ICBA Policy Resolution: Fintech Charter

Position

  • ICBA has serious concerns with the Office of the Comptroller of the Currency’s (OCC’s) intention to issue special purpose national bank charters for financial technology (fintech) companies that could be used to access the banking system and avoid state consumer protection laws. The OCC should have explicit statutory authority from Congress before the agency proceeds with the issuance of these charters. Any new federal charter should be subject to the same standards of safety, soundness, and fairness as other federally chartered institutions.
  • ICBA is very concerned about the regulatory advantage currently enjoyed by online marketplace lenders and supports a regulatory framework for online lenders that is no less stringent than the framework that applies to community banks.

Background

In 2018, the OCC announced that it will begin accepting applications for national bank charters from non-depository fintech companies engaged in the “business of banking.” While such a charter would subject online lenders and fintech companies to more oversight and regulation than they now have—particularly in the area of consumer protection—these companies would be subject only to limited safety and soundness supervision and examination and would not be subject to the Community Reinvestment Act (CRA).
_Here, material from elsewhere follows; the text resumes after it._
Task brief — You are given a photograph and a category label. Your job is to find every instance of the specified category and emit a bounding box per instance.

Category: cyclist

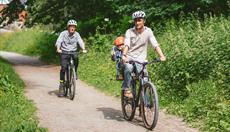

ICBA believes that the OCC should have specific legal authority from Congress before it proceeds with issuing a fintech charter, particularly since there is litigation pending in federal courts concerning the OCC’s authority to issue such charters.

ICBA is concerned that instituting a special-purpose national bank charter for fintech firms would create an unlevel regulatory playing field. ICBA supports the development of a fintech regulatory framework that is no less stringent than that which applies to insured depository institutions. The OCC should publish transparent capital and liquidity requirements for these firms that specifically address minimum levels considered appropriate for a fintech firm to be well capitalized. Fintech capital and liquidity requirements should be no less rigorous than those that apply to insured depository institutions. Such a framework would promote a fair regulatory system, protect consumers and support safety and soundness at these companies.

ICBA believes that the problems that some of the online marketplace lenders have experienced with liquidity and earnings, as well as compliance, underscore the importance of subjecting these lenders to safety and soundness supervision and regulation. These companies have not experienced a serious economic downturn and already they have been subject to serious funding and capital difficulties. In view of the evolution of other limited purpose bank charters—such as the industrial loan company—ICBA is concerned that any limited purpose fintech bank charter could end up having all of the advantages and benefits of a full-service bank charter without commensurate supervision and regulation.